Gavin Newsom is trouncing Kamala Harris in their home state in a new presidential primary poll by POLITICO and its partners.

The California governor leads Harris, the former vice president, 28 percent to 14 percent among voters leaning toward voting in California’s Democratic presidential primary, the UC Berkeley Citrin Center for Public Opinion Research-POLITICO poll found. Newsom has also opened a commanding lead over other potential candidates, including Rep. Alexandria Ocasio-Cortez of New York and former Transportation Secretary Pete Buttigieg, at 12 percent and 11 percent, respectively.

“All Democrats want to beat Trump, and Newsom has pushed himself to be the most visible opponent among the potential Democratic candidates,” said Jack Citrin, a University of California Berkeley political science professor and co-director of the poll. “Harris, in some ways, is old news.”

Newsom, a leading early contender nationally for the Democratic nomination, has been positioning himself for a likely run, raising his profile by lacing into President Donald Trump at international events and traveling to key early primary states to promote his new memoir.

Meanwhile, just 41 percent of California registered voters said they would be excited if Harris ran again, a similar share to last summer. That’s further evidence of Democrats looking past Harris — who recently said she “might” run — after her two failed presidential bids. And it isn’t just voters who are wary of a Harris campaign. She struggles even more in a concurrent survey of POLITICO’s audience of key political and policy influencers in the state, including political staffers, lobbyists, policy advisers and others — the kind of people most familiar with the former state attorney general and U.S. senator.

Harris, whose rise in politics had mirrored Newsom’s for decades back to their early days in San Francisco, until she was chosen as vice president, draws support from just 2 percent of political and policy influencers likely to vote in the Democratic primary, compared to 17 percent who back Newsom, according to the survey.

The results of the voter survey suggest a widening advantage for Newsom rather than a one-off. Newsom led Harris among Democrats and Democratic-leaning independents by a narrower margin, 25 percent to 19 percent among the state’s registered Democratic voters and Democratic-leaning independents, in a Citrin-POLITICO poll conducted last year.

It has helped, Citrin said, that Newsom’s 2028 plans appear so obvious, prompting voters to seriously consider him as an option.

“Anyone with an IQ of over five knows that Newsom is running for president,” Citrin said. “Harris is still in this kind of Hamlet-like stage. Maybe she’s trying to make up her mind. Maybe she doesn’t know.”

While not an early voting state, California’s massive haul of delegates could be a major advantage for Newsom in 2028.
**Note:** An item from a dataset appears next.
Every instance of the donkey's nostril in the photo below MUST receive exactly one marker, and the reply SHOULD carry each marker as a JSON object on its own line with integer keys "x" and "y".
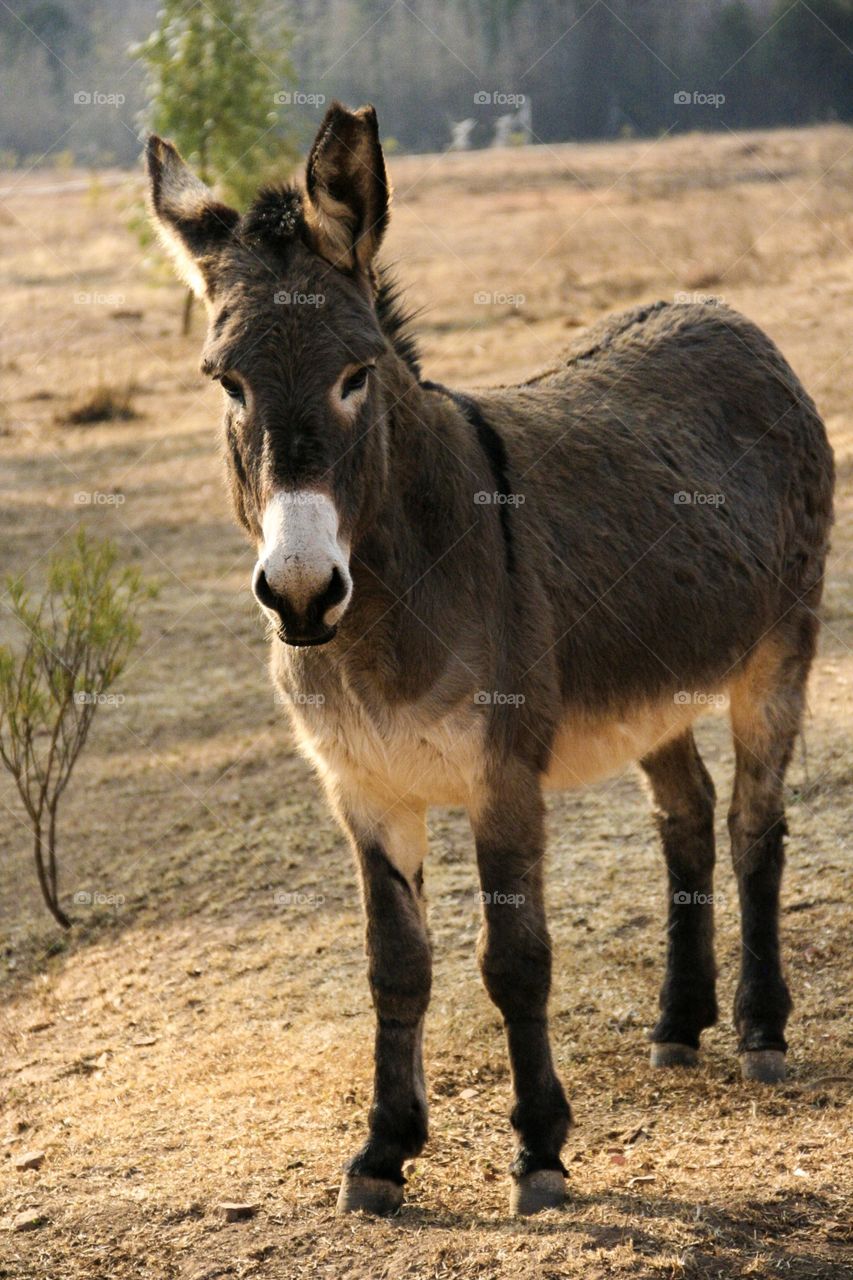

It is also a state rich with GOP delegates, despite the overwhelming Democratic majorities here. Among California voters leaning toward the Republican primary, Vice President JD Vance holds a solid lead, running ahead of Secretary of State Marco Rubio 43 percent to 15 percent.

Rubio, however, is more popular with Republican-leaning policy and political influencers, leading Vance 38 percent to 22 percent.

These data come from parallel surveys of California voters and policy influencers, fielded by TrueDot, the AI-accelerated research platform, in collaboration with the Citrin Center at UC Berkeley and POLITICO. Interviews for the voter survey were conducted online in English and Spanish between Feb. 25 and March 3, 2026, among a sample of 1,004 registered voters selected at random by Verasight. Voter data were weighted using the Current Population Survey and data from the California Report of Registration.

From Feb. 24 to March 3, 2026, a parallel study was conducted in partnership with POLITICO among its audience of key political and policy influencers in California. The audience was defined based on job title and organizational affiliation and included state and local government employees, political staffers, lobbyists, policy advisers, consultants, business decision-makers and subject matter experts.

The margin of error is plus or minus 3.3 percent for the voter survey and plus or minus 3.7 percent for the influencers.